I have the following function

$$f(x,y) = 3x^2 +5y^2 +2y -4x -2xy + 1$$

I know that $f$ has a critical point in $x=9/14$ and $y=-1/14$. Also, I know that it will be a local minimum. How do I know (or check) that this value is a global minimum, that is, the lowest value of this function?

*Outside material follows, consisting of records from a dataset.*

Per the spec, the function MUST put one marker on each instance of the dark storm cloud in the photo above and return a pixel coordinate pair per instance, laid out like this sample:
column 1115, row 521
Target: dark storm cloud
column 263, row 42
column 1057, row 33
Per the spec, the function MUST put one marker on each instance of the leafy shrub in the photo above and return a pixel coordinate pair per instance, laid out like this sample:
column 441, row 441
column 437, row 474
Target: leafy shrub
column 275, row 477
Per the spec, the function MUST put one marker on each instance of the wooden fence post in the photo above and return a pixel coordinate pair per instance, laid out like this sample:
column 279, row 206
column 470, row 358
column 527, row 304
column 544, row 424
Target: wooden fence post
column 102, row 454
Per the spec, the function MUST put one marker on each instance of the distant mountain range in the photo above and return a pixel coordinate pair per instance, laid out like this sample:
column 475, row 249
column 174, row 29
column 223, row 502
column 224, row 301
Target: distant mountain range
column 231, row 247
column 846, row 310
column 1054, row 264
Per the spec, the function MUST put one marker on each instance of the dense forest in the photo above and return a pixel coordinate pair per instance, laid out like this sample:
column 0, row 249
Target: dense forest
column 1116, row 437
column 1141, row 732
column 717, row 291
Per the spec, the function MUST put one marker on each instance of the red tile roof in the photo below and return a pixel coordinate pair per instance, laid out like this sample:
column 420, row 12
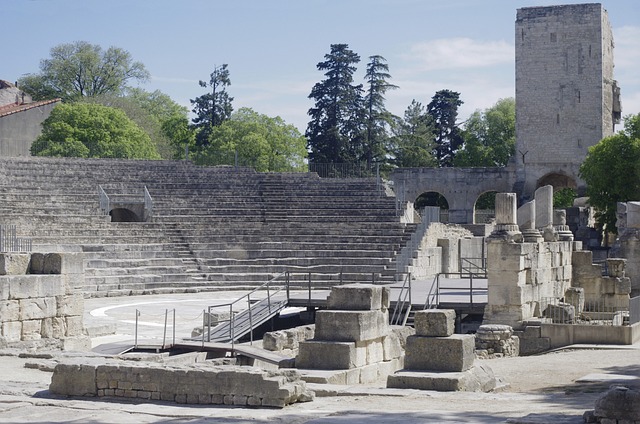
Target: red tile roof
column 15, row 108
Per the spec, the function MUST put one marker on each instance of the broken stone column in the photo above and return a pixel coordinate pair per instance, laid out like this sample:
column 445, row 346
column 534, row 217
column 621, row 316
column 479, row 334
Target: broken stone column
column 496, row 341
column 437, row 359
column 527, row 223
column 506, row 219
column 544, row 212
column 353, row 334
column 560, row 225
column 627, row 245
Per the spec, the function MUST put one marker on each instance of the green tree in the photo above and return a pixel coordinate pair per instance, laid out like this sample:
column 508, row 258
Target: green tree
column 612, row 172
column 79, row 69
column 264, row 143
column 489, row 136
column 94, row 131
column 412, row 143
column 149, row 110
column 378, row 117
column 443, row 110
column 214, row 107
column 335, row 132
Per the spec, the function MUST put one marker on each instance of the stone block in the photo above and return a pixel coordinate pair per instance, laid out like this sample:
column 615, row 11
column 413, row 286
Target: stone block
column 323, row 355
column 14, row 263
column 31, row 330
column 619, row 404
column 36, row 265
column 52, row 263
column 435, row 322
column 450, row 354
column 356, row 297
column 72, row 304
column 351, row 326
column 10, row 310
column 479, row 378
column 75, row 378
column 12, row 331
column 74, row 326
column 30, row 286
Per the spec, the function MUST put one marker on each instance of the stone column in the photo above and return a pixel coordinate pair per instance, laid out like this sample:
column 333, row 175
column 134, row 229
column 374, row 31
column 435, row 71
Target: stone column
column 506, row 222
column 560, row 225
column 544, row 212
column 527, row 222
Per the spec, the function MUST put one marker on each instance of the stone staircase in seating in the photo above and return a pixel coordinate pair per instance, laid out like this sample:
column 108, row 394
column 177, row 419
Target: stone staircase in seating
column 216, row 228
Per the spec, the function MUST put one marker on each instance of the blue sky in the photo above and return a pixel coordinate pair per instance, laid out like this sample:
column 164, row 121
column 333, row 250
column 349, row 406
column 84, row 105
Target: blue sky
column 272, row 47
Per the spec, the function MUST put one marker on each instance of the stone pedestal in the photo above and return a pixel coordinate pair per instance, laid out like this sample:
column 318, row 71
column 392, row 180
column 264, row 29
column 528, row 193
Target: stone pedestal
column 352, row 339
column 437, row 359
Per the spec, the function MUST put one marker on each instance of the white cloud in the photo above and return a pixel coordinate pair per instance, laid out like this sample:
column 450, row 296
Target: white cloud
column 459, row 53
column 627, row 47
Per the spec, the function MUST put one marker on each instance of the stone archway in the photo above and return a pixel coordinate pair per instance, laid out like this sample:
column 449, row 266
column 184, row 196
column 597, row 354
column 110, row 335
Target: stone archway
column 433, row 198
column 558, row 181
column 124, row 215
column 484, row 207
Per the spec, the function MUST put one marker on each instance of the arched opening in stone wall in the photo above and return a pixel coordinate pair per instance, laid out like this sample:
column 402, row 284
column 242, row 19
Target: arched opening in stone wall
column 433, row 198
column 124, row 215
column 484, row 208
column 558, row 181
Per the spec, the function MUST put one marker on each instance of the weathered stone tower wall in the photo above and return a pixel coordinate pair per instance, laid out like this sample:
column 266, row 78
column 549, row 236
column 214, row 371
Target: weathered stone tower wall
column 566, row 98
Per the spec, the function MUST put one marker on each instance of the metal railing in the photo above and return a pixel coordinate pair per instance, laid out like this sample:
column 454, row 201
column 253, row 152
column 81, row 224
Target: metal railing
column 437, row 290
column 10, row 242
column 403, row 305
column 403, row 259
column 164, row 333
column 105, row 205
column 237, row 306
column 148, row 202
column 606, row 312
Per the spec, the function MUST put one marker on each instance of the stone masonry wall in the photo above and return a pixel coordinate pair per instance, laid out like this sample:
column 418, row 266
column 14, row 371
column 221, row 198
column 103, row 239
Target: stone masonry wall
column 521, row 276
column 564, row 88
column 204, row 384
column 40, row 299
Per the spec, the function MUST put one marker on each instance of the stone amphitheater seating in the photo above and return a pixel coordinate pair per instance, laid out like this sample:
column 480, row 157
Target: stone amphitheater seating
column 211, row 228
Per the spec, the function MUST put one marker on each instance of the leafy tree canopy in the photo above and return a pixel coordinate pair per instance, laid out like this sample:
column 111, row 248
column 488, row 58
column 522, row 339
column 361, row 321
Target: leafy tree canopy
column 413, row 143
column 264, row 143
column 489, row 136
column 79, row 69
column 92, row 131
column 612, row 172
column 443, row 110
column 149, row 110
column 335, row 132
column 214, row 107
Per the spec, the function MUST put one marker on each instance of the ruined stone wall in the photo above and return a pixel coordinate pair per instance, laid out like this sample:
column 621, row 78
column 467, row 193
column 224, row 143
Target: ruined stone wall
column 564, row 88
column 193, row 384
column 522, row 276
column 40, row 300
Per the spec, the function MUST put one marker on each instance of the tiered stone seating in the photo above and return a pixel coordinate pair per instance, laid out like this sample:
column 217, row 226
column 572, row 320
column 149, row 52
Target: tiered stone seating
column 211, row 228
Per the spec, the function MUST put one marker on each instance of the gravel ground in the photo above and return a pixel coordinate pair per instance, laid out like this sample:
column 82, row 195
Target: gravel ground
column 536, row 389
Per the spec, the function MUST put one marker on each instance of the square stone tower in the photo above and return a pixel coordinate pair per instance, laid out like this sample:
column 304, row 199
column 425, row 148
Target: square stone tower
column 566, row 97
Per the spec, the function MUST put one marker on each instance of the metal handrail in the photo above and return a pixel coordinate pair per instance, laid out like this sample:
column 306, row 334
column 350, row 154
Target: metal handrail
column 104, row 201
column 148, row 202
column 231, row 305
column 435, row 294
column 404, row 300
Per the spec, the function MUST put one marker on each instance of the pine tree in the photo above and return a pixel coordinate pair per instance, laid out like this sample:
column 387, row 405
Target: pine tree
column 378, row 117
column 335, row 132
column 212, row 108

The domain is unbounded therefore I cannot apply Weierstrass Theorem. Do I count the limits? If yes, which of them? Is there a way to check that this function has a global minimum without even finding a local one?

Answer 1

$f_x = 6x-4 - 2y = 0 = f_y=10y+2-2x \implies 3(10y+2)-4-2y=0\implies28y=-2\implies y = -\dfrac{1}{14}\implies x = \dfrac{9}{14}$ . Thus $\left(\dfrac{9}{14}, -\dfrac{1}{14}\right)$ is the only critical point that is a local minima as confirmed by you. Hence this is also the global minima since the domain is an open unbounded set.

Answer 2

$$ f(x,y) = 3 x^2 + 5 y^2 + 2 y - 4 x - 2 x y - 11 = (p-p_0)^{\top}M(p-p_0)+c $$

with $p = (x,y), p_0 = (9/4,-1/14), c = 173/14$ and $M = \left(\begin{array}{cc} 3 & -1\\ -1 & 5 \end{array}\right)$ with $M > 0$ so $f(x,y)$ has a global minimum.